Charlie Kennard is a Teach First ambassador, having joined the programme in 2008 to teach History in the West Midlands. He is now Founder and Principal of East London Academy of Music.
I spent two years as a Teach First participant, worked within the charity as a recruiter for Scottish universities, and spent two years overseas setting up Teach For Malaysia and travelling as a network partner. At every stage it’s just been the most fantastic leadership development experience. Lots of my peers from university have gone into the private sector and, while they are enjoying successful careers, they’d be the first to accept that their experience hasn’t come close to mine for responsibility, influence or impact. You have huge autonomy as a teacher. You’re effectively managing 30 people five times a day, and each day throws up new situations and different challenges.
Both here in the UK and in Malaysia I’ve been exposed to the most amazing people – people who could rise to the top of any organisation. Their passion and energy and their positivity rub off on you. I’ve enjoyed incredible opportunities and been mentored by some genuinely inspiring people.
With a loose plan to go into consulting, I tagged along with a friend to a Teach First presentation and came out blown away by the idea. It just seemed so exciting – an opportunity for adventure at the same time as making such a difference. I also liked the idea that I wasn’t closing any doors – I would actually be adding to my skills and employability with a really well respected brand. It’s no exaggeration to say that that one-hour presentation changed the course of my life.
Through the two years as a teacher I fell in love with working with students. Now I’m the principal at the East London Academy of Music. We’re offering young people from disadvantaged communities a quality vocational education focusing on the music industry, from writing and performing to production and management. The idea came from a conversation with my brother, who is a successful musician and producer – one half of Chase & Status – about how we both knew people who were so talented but who would never break through into the music industry without the right education and connections.

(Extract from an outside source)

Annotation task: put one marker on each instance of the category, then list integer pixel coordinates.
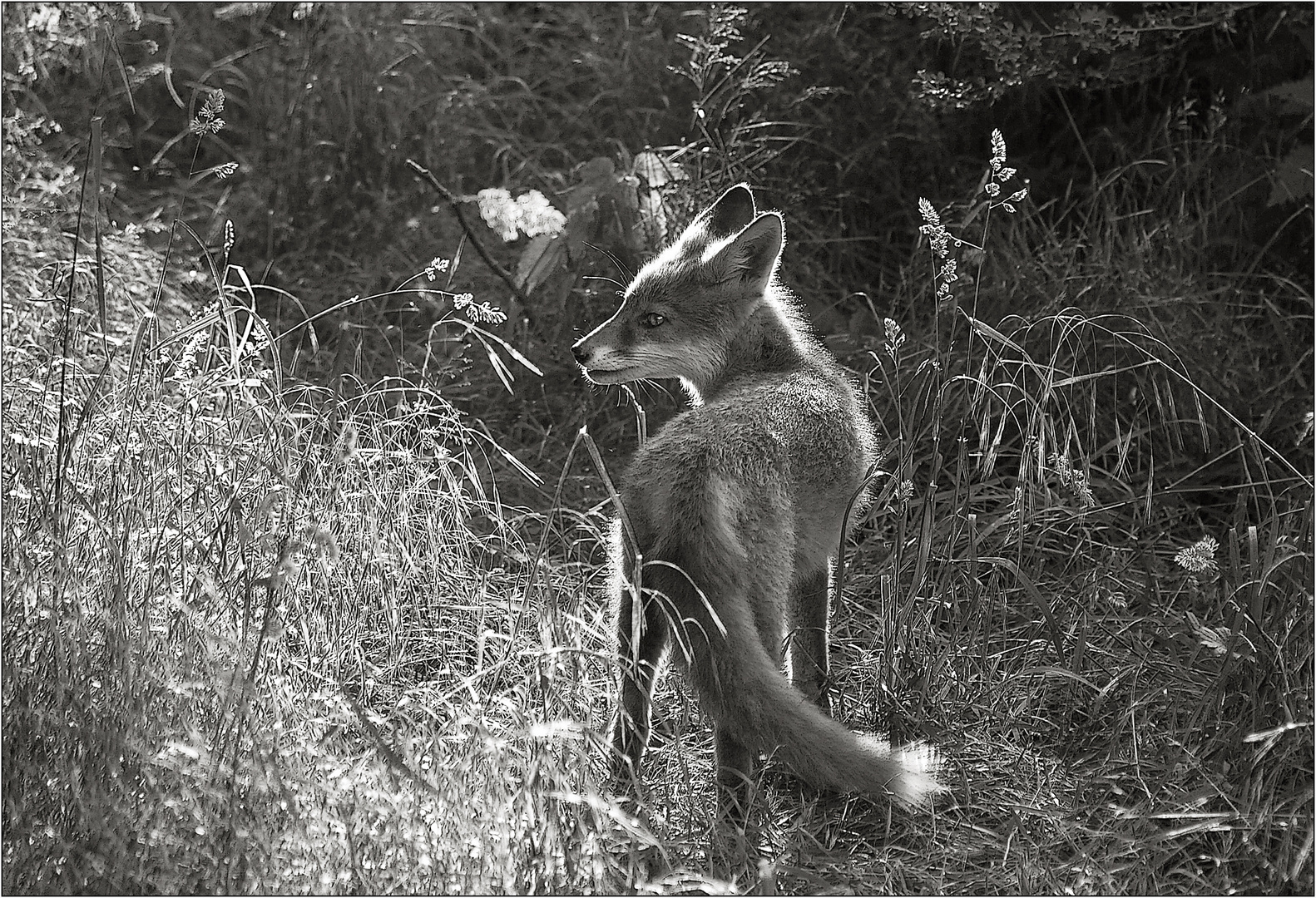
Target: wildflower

After years of planning we opened in 2014 as a creative arts school for 16 to 19 year olds offering a BTEC Level 3 education, which means that everyone continues to study English and maths and gains UCAS points. We have support and funding from around 90 companies – it’s a real partnership between education and industry – and a fantastic board, including the former director of music at The Brit School. Our intake is very mixed but it includes rappers from East London who would never previously have been offered a Level 3 qualification.
We want to change people’s perceptions of vocational education by showing how exciting and valuable it can be, and we want to develop the next generation of leaders for the music industry in the UK, as well as new artists and producers. I couldn’t have done any of this without the experience I gained through Teach First. I took a chance seven years ago and it’s paid off massively.